Ele apareceu em vários filmes ao longo da década de 1990, mas foi só em 2003, quando Richard Curtis o chamou para interpretar Billy Mack, a estrela pop que rouba cenas em "Simplesmente Amor", que seu momento chegou. "Fizemos uma grande leitura do roteiro com três quartos do elenco. Pedi ao diretor de elenco que encontrasse alguém a quem eu não pudesse dar o papel. Eu tinha visto Nighy no palco e pensei que ele era astuto, gentil, esquerdista e completamente errado para o papel", contou Curtis. Mas, cinco minutos depois da leitura, escalou Nighy, e o colocou em quase tudo que fez desde então.

Não que Nighy tenha visto qualquer um desses filmes ou, de fato, qualquer filme em que atue. "Bom, você gostaria de se sentar e se observar por algumas horas?
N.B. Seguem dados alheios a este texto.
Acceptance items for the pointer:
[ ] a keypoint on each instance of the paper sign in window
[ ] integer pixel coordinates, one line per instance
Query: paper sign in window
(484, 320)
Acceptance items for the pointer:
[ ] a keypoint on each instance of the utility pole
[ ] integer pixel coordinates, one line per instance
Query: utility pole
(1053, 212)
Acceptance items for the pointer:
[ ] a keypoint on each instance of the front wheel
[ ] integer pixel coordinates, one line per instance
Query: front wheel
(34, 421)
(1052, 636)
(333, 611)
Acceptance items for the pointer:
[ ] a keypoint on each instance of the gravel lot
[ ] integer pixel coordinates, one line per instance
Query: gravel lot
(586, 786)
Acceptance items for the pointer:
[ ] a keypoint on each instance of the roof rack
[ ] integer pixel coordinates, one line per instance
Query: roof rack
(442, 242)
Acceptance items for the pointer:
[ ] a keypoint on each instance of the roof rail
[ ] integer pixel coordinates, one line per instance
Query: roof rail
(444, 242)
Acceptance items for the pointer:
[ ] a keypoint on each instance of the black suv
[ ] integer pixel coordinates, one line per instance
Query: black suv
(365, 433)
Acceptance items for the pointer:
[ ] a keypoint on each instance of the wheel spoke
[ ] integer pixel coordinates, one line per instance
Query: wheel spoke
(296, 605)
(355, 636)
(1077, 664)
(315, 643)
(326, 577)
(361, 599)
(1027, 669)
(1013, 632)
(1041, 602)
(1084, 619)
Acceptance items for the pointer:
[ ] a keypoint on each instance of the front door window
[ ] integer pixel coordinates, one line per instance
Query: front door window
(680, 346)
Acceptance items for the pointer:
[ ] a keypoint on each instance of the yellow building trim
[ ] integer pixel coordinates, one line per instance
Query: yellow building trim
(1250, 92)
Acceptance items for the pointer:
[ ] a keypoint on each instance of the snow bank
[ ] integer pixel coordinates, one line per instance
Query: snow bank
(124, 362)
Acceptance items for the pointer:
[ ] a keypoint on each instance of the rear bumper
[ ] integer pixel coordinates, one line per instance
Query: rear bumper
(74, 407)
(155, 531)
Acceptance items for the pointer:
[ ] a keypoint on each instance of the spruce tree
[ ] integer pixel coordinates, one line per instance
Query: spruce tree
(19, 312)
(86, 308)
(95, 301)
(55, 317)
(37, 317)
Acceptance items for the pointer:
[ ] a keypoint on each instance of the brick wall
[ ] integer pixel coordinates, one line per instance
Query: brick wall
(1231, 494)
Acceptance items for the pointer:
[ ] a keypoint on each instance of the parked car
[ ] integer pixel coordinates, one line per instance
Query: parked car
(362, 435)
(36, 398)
Tentei quando era mais jovem e era menos complicado de olhar, e percebi que isso não é para mim. Não sou o público do meu trabalho. Se eu assistir ao que faço, a coisa toda é roubada de mim."

Em seu tempo livre, Nighy prefere ler e fazer longas caminhadas por Londres, visitando suas livrarias favoritas. Se tiver de ir a qualquer outro lugar, pega um táxi ou o metrô até a estação de trem. ("Não tenho carro, porque é inútil. Não sou um motorista natural. Tenho dificuldade em prestar atenção.")

Nighy levou a sério a mensagem sugerida no filme, a de que você deve viver cada dia como se fosse o último? "Muito da maneira como você pensa sobre sua idade e sua mortalidade é mítica ou é marketing. De alguma forma, você é persuadido a pensar que certas coisas não são para sua idade, ou que você deve ser atraído para as coisas por causa de sua idade. Mas não quero cair em nenhuma dessas armadilhas que dizem que eu deveria esperar isso ou aquilo. Sou um cara de sorte. Só quero manter as coisas animadas."